1 Cor. 9:24, “Do you not know that in a race all the runners run, but only one receives the prize? So run that you may obtain it. Every athlete exercises self-control in all things. They do it to receive a perishable wreath, but we an imperishable. So I do not run aimlessly….” Whereas the 2 Tim 4:6 verse refers to a race already run, this verse is speaking of the present training and competing in that race. Here Paul tells the reader that any athlete has to prepare for the sport they will compete in. He impresses on the mind of his audience that many people will take part in a race, but there will be only one winner. As Christians, we are aware that we should treat our spiritual service as a similar kind of challenge.

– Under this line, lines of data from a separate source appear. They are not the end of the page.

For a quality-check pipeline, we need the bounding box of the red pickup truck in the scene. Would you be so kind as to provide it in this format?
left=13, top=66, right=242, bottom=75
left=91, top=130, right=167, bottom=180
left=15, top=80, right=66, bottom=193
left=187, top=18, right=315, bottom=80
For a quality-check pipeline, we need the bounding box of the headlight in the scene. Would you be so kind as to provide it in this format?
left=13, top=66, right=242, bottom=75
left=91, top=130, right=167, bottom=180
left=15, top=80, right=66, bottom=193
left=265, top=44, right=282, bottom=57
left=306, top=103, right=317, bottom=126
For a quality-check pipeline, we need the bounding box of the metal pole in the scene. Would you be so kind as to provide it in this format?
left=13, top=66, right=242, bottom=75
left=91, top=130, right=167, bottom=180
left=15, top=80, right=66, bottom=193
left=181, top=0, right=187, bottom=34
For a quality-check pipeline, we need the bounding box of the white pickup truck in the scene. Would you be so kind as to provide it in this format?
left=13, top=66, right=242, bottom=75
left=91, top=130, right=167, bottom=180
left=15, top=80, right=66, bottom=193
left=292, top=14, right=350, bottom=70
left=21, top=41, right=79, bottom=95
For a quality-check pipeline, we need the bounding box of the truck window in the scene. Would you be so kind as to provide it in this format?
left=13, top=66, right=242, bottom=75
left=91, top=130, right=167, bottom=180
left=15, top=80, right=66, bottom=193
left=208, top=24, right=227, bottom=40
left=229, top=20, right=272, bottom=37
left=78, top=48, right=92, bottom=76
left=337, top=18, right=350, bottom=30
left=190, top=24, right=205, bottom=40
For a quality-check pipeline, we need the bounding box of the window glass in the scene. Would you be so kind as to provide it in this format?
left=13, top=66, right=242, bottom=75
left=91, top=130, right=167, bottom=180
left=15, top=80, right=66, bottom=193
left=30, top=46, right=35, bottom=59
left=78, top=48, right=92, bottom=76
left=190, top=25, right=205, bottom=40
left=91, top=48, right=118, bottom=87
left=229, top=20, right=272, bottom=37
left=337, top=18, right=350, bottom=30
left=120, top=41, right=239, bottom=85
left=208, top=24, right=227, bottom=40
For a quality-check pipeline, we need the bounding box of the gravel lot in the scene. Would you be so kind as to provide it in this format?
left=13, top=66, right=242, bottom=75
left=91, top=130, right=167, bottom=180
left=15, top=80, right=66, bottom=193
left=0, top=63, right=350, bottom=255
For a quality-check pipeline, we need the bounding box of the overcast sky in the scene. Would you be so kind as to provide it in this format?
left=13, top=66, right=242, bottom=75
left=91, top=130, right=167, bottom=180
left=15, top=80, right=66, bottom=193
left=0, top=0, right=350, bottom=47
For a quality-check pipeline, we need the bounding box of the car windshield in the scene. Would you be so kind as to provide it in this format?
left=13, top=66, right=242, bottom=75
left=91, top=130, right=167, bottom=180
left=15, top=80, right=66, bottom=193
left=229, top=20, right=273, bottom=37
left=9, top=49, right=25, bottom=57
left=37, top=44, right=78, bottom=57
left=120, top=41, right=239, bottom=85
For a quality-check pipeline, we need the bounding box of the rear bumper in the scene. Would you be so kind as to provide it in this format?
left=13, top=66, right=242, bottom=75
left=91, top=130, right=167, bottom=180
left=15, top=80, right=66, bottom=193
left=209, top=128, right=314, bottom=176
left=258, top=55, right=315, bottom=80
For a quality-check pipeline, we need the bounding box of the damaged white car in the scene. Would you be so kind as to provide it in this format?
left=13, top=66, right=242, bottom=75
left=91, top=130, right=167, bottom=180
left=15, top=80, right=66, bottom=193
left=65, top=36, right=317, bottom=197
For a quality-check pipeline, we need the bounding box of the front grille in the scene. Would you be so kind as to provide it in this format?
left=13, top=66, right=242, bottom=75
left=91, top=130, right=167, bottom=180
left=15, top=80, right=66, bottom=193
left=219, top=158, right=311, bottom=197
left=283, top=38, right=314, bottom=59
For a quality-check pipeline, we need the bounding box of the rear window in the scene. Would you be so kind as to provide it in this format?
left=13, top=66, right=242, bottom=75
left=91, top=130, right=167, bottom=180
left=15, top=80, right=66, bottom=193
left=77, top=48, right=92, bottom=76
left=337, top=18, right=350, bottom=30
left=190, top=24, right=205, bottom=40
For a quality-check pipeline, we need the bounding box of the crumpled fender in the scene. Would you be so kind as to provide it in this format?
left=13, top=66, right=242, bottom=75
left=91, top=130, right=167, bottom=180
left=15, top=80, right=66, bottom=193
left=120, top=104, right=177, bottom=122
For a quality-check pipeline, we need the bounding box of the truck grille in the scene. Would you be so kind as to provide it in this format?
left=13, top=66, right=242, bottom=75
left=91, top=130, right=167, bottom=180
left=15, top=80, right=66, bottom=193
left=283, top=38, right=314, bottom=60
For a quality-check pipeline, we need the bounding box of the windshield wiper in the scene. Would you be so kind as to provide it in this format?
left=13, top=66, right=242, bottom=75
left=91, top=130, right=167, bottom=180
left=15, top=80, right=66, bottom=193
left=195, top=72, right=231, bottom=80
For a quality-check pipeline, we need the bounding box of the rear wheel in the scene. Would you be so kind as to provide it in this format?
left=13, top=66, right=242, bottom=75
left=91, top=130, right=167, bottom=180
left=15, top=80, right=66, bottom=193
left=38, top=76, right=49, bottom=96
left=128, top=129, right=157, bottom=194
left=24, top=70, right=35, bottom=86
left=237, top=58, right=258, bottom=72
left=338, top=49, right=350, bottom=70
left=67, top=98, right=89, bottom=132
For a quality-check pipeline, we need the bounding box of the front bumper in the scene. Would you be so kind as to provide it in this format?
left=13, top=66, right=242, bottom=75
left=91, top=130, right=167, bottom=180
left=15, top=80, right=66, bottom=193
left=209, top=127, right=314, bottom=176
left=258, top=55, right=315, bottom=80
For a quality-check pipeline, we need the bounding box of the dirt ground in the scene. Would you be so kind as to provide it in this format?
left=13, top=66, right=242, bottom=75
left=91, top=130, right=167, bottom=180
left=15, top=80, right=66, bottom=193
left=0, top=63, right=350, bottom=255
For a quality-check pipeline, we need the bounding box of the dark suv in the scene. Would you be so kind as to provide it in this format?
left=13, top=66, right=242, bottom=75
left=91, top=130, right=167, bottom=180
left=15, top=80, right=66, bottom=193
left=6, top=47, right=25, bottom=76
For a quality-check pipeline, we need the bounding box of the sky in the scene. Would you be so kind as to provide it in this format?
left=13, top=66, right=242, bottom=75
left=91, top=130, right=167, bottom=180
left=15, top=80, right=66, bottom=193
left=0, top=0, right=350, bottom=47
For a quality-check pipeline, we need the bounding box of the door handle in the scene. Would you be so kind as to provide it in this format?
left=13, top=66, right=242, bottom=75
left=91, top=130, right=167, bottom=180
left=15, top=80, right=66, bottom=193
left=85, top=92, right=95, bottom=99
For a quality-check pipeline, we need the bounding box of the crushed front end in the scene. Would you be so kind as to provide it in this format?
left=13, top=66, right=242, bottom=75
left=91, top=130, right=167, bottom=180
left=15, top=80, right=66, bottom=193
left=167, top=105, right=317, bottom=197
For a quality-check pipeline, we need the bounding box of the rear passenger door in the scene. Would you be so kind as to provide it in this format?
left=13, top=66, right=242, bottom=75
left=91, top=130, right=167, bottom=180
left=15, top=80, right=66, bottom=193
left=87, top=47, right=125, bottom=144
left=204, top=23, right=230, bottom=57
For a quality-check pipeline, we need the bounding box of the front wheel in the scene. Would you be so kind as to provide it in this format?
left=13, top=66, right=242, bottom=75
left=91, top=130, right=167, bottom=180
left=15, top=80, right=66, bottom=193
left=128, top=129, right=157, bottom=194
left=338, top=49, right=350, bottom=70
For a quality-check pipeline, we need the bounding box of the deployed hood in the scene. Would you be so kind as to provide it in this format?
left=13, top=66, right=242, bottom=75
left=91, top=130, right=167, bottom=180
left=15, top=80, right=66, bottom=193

Now, Paul is not saying that only one Christian will ever win the spiritual race or even that we should compete ferociously against brother-and-sisters in Christ. Instead, he encourages us to look at our spiritual service as a personal race and train with the discipline necessary to win. A long time ago, I used to compete in half-marathons. I used to train three or four times a week and then compete in a race on the weekend. My determination to do my best would drive me to even train in inclement weather or when I was feeling a little “off.” I knew that I would receive a medal at the end of the race, and I trained with extreme discipline and dedication to receive that award. When the time came to compete, I was as ready as possible because I had displayed the self-control to remain dedicated to my goal.
I even traveled far distances to compete, but I was not blessed with the athletic ability to win any of those races. However, that did not mean that I did not compete against myself. No matter how hard it got, and every runner knows there are those “barrier” distances that make you want to throw in the towel, I refused to allow myself to fail. Every race I would finish in a faster time than before gave me such a sense of accomplishment that I would have tears of joy streaming down my cheeks. That participation medal was the symbol that I had conquered another week of watching what I was eating, training hard every day, and improving my ability by being disciplined. I would wear those medals with pride and even had a display case to show off my half-marathon achievements.
But, beyond the accolades from friends and family, seeing my name on the finishers board and even the medals were the sense of achievement I felt after finishing a race. It is hard to accurately describe the feeling of accomplishment I felt when I saw the finish line and crossed it. I had stayed the course: I had done what I set out to do. I can only imagine how great the sense of achievement will be when I complete my spiritual race here on earth. Paul had endured, suffered exhaustion, beaten the odds, and was about to cross the finish line. He would then receive his winner’s medal – an incalculably more valuable prize than any we can obtain for finishing or even being victorious in our earthly athletic endeavors. Train with discipline, compete with determination, persevere, and complete your spiritual race of servanthood for the Gospel. Then, like Paul, you can look back with pride and forward with anticipation for the day you receive the “crown of righteousness.”